176636104

This article was first published in the February 2018 international edition of Accounting and Business magazine.

Despite the idea that CFOs are increasingly acting as business partners, they seem to have a blind spot over research and development (R&D). This is strange given the importance of investment for strategic direction and financial performance.

The absence may be caused by a belief that CFOs don’t have the skills or background to make a meaningful contribution to project selection. Or they may just have been overlooked in the first place.

Research by the Institute of Management Accountants (IMA) and ACCA found that R&D managers believe the finance team’s involvement in early-stage project evaluation may stop or slow down authorisation. The report, The CFOs’ guide to technology roadmapping, noted that: ‘Finance should not be invited to be involved in the early stages because they are less likely to encourage highly risky projects.’ R&D want some projects to fail, as it proves that their selection was ambitious.

The study focuses on the capital-intensive semiconductor industry – which globally spent US$56.4bn on R&D in 2015. While the finance team is absent when projects are selected, it participates in the development stage of project evaluation. In semiconductor companies, after the proof of concept has been established, CFOs prepare a business case to decide whether to continue to fund development or to terminate. Then one of finance’s favourite methodologies – the discount cashflow analysis – is deployed as part of the decision process.

However, the research stage is so high risk and speculative that a net present value (NPV) calculation is considered a waste of time. A CFO of one of the largest integrated device manufacturers explained: ‘You don’t typically do NPV calculations on research because it is highly speculative and high risk. At some point, probably five years from when we think it will be in production, we will start doing a more formal analysis on it. By then you are starting to look at whether it will turn into something you can get a return on.’

Gradual shift

Although few CFOs are currently involved in the early stages of project evaluation, the report suggests that in several leading firms there is a gradual shift in thinking about their role. They see that role as evolving into one in which the CFO can help the organisation to take a more disciplined approach to project evaluation. For instance, one CFO explained that the role should focus on facilitating better project evaluation processes, which requires the CFO to be prepared to ask difficult questions: ‘I don’t want finance people telling the technology people, “we should go and do that technology”. That is not their job.’

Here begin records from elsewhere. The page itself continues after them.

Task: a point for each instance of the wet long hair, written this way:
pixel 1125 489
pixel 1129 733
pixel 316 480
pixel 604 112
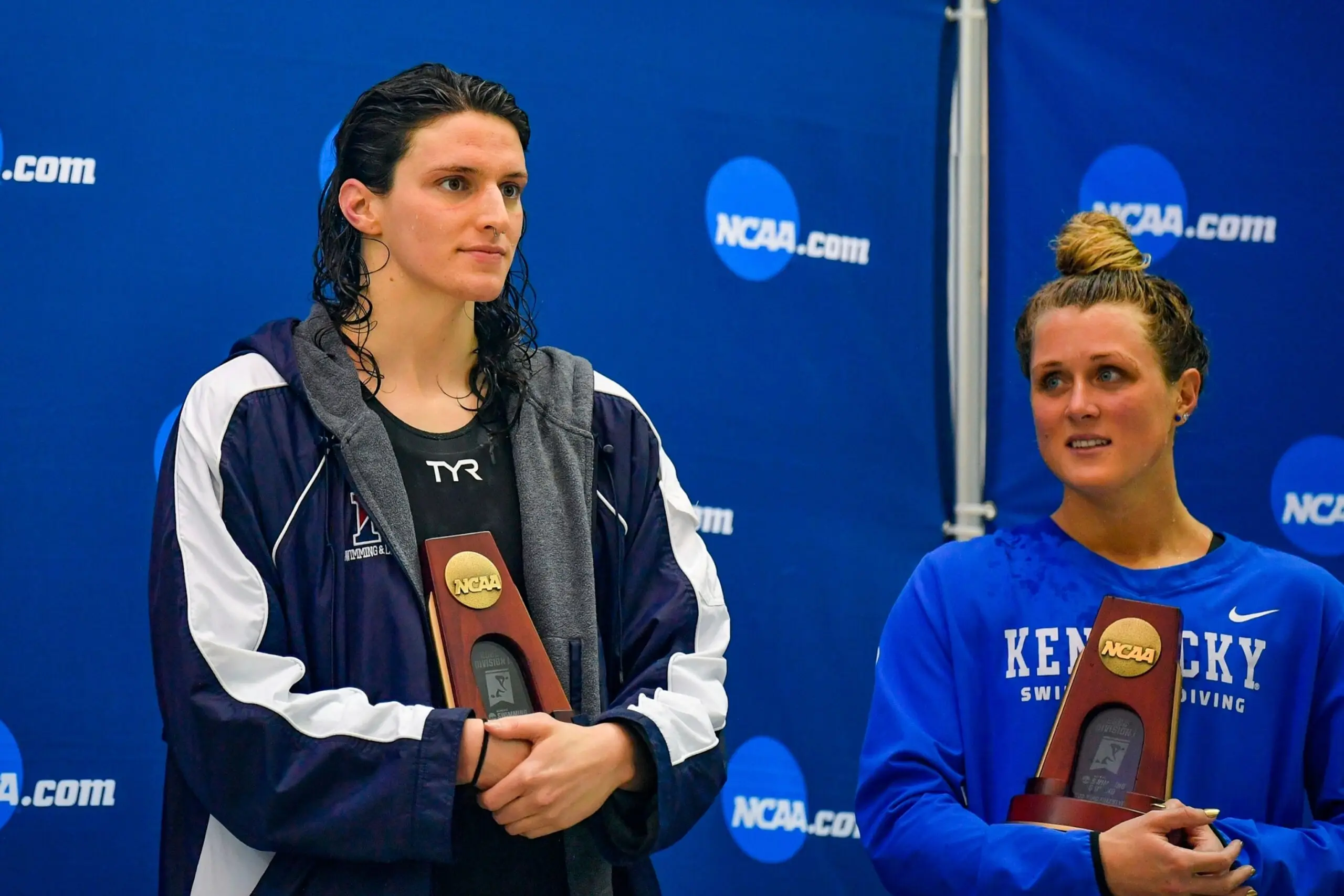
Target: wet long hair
pixel 370 141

He said that even when a CFO agrees with a strategy, they should challenge it. The problem, he says, is that executives often believe they understand the organisation’s risk tolerance. Questioning can help to reveal the different attitudes that those involved in project evaluation hold towards risk.

Report author Jodie Moll PhD, senior lecturer in accounting at Manchester University, argues that an industry technology roadmap (TR) would provide a basis for the CFO to work with R&D right at the early stages of project evaluation.

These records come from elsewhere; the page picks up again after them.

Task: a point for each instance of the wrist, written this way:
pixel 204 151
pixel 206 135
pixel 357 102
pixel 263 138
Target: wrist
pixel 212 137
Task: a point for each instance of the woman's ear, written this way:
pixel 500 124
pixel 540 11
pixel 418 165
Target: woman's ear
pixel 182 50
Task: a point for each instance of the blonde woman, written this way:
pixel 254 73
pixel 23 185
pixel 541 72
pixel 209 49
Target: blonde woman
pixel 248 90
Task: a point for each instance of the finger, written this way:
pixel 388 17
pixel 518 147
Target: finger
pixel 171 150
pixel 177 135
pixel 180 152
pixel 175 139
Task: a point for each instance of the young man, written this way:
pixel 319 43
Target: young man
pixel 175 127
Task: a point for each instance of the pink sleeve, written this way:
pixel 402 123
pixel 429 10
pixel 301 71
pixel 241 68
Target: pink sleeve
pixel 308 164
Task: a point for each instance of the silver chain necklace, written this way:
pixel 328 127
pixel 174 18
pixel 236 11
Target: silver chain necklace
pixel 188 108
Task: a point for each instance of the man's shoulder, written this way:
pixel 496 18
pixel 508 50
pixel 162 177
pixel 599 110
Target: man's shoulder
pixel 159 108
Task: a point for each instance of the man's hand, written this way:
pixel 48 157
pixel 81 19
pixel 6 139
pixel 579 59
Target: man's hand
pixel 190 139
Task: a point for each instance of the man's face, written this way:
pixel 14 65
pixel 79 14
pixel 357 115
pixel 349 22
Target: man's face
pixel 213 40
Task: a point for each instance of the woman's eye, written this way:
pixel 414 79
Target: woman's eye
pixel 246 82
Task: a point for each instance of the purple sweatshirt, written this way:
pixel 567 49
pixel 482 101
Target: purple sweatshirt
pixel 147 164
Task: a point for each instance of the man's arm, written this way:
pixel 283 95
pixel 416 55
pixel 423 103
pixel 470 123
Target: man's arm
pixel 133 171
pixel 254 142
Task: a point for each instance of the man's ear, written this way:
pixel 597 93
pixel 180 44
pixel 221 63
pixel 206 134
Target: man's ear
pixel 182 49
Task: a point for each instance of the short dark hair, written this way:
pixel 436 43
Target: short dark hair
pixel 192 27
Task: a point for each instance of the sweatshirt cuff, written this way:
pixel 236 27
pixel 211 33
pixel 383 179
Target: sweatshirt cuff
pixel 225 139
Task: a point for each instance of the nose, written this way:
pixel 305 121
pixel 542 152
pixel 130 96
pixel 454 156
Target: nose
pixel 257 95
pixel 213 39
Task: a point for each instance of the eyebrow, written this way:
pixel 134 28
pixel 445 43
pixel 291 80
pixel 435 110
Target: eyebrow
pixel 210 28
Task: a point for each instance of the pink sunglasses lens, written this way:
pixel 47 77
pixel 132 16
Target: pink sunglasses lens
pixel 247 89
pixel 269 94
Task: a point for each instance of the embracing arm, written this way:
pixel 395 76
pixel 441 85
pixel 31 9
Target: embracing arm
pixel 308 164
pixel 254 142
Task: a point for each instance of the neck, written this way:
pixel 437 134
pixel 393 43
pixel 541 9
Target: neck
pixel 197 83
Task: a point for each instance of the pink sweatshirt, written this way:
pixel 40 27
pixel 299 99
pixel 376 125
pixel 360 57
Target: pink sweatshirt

Industry-specific and organised industry-wide by the International Roadmapping Committee (IRC), a TR is designed to prevent technical roadblocks and identify growth opportunities. A decision-support tool, TR helps identify the risk of a particular R&D path.

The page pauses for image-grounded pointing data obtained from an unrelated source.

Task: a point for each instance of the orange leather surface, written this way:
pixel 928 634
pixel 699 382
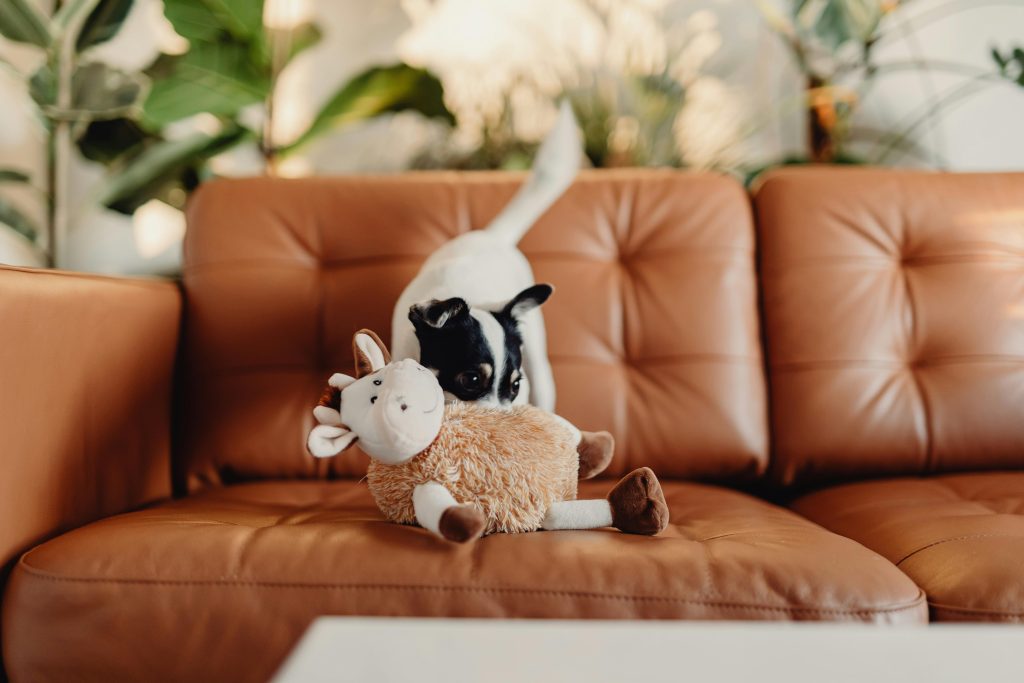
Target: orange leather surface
pixel 652 330
pixel 85 391
pixel 894 321
pixel 220 585
pixel 960 537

The problem is that for CFOs without a scientific/technical background much of the TR appears indecipherable. But Moll argues the TR is accessible to CFOs through visual maps, allowing users to understand industry forecasts and investment opportunities for a specific technology. A colour scheme gives a rapid overview: colour 1 means a solution exists; 2 – interim solutions are known; 3 – manufacturable solutions are known; 4 – manufacturable solutions are not known. Once finance understands TRs, Moll says, it can use a three-step process to integrate them into a project appraisal process (see box).

By grabbing the TR, CFOs can use their skills to minimise the chances of their company’s R&D being dysfunctional. It’s time CFOs were back in the room from the start.